"Since the Supreme court has recently permitted banks to name and shame wilful defaulters. Now the bank would initiate process," United Bank of India executive director Deepak Narang told PTI.
As part of this, the bank will publish photographs of defaulters and other details in newspapers and at notice boards of bank branches.
Kolkata-based lender was the first PSU lender to initiate the process of declaring Vijay Mallya and three other directors on the grounded Kingfisher Airlines as wilful defaulter.
However, Kingfisher Airlines approached the Kolkata High Court seeking permission of being represented by a lawyer in the proceedings of the Grievance Redressal Commission of the bank.
Hearing on the matter before the division bench of the Kolkata High Court is scheduled on July 21.
Earlier on July 10, Justice Dipankar Dutta of the High Court rejected Kingfisher Airlines' plea to send an external legal practitioner to appear before the grievance redressal committee.
The bank had served a notice, asking Mallya and three other directors of Kingfisher Airlines to appear before its grievance panel on July 9.
If declared a wilful defaulter, the person would not be able to borrow in future and lose director-level positions in companies.

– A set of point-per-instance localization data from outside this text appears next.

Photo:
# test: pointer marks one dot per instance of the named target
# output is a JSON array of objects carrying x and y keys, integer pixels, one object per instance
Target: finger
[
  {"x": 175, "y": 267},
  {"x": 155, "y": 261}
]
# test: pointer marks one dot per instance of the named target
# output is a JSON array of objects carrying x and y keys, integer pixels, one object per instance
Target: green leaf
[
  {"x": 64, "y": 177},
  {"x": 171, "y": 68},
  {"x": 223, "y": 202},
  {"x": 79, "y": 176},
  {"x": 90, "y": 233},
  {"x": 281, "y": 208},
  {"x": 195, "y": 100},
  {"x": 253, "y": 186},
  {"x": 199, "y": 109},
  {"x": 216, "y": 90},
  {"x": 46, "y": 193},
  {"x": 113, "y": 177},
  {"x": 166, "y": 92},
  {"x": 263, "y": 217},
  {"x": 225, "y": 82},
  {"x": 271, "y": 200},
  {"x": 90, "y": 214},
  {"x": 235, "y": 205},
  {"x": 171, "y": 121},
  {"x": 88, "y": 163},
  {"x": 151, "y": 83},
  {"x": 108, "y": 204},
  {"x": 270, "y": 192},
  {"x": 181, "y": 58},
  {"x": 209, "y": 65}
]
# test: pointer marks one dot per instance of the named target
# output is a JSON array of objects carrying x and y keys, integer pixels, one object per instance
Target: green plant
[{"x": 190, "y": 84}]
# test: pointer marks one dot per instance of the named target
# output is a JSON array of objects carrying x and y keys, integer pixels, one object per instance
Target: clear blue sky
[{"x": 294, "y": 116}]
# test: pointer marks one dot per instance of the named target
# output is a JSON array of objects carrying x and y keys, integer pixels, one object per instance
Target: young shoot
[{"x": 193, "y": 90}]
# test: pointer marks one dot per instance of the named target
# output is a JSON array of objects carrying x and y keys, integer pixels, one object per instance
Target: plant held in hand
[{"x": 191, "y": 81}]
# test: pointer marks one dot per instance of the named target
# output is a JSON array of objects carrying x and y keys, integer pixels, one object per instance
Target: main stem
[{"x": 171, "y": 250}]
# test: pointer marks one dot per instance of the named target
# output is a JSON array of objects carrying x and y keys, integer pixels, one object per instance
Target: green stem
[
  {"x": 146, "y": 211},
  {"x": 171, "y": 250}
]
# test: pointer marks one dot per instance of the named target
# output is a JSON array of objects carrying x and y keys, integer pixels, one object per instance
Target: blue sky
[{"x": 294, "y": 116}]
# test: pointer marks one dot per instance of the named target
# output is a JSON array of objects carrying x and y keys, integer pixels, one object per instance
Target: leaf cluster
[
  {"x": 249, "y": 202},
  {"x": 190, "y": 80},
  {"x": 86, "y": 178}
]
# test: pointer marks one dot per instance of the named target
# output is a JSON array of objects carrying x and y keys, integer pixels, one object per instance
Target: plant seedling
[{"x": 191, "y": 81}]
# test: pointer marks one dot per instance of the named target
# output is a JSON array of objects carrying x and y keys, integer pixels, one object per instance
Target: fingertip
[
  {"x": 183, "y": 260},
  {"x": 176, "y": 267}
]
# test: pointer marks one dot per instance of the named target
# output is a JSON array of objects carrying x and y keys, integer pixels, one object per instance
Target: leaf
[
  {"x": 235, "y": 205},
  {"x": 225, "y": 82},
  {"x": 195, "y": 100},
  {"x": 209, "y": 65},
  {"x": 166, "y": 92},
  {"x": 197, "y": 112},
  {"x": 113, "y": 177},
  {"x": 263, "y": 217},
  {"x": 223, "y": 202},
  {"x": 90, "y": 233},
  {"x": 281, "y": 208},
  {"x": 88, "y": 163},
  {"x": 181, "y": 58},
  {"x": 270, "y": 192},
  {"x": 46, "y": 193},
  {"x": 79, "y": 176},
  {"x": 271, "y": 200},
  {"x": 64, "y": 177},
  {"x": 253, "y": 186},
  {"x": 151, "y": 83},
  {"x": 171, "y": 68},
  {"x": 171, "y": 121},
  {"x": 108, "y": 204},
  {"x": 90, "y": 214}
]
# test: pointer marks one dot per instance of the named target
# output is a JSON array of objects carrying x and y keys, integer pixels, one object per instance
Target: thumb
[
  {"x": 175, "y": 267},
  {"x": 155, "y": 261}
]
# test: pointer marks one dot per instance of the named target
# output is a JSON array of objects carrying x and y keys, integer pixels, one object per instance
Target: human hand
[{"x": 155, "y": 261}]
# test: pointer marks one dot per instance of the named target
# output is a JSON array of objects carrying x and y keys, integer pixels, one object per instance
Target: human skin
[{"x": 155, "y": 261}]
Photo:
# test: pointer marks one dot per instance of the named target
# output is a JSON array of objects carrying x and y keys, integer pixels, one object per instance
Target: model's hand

The bank's exposure to Kingfisher Airlines was around Rs 350 crore as part of consortium lead by State Bank of India. Outside consortium, the bank gave about Rs 60 crore loan for Pre-Delivery Payment.
The consortium of 17 banks, led by SBI, has an outstanding debt of about Rs 4,022 crore from the now-grounded carrier.
As part of the recovery process, banks in February last year decided to sell a portion of the collateral with them, including shares of group companies United Spirits Ltd and Mangalore Chemicals & Fertilizers Ltd, Mallya's Goa villa, Kingfisher House in Mumbai and the Kingfisher brand, which was valued at over Rs 4,000 crore at the time it was pledged.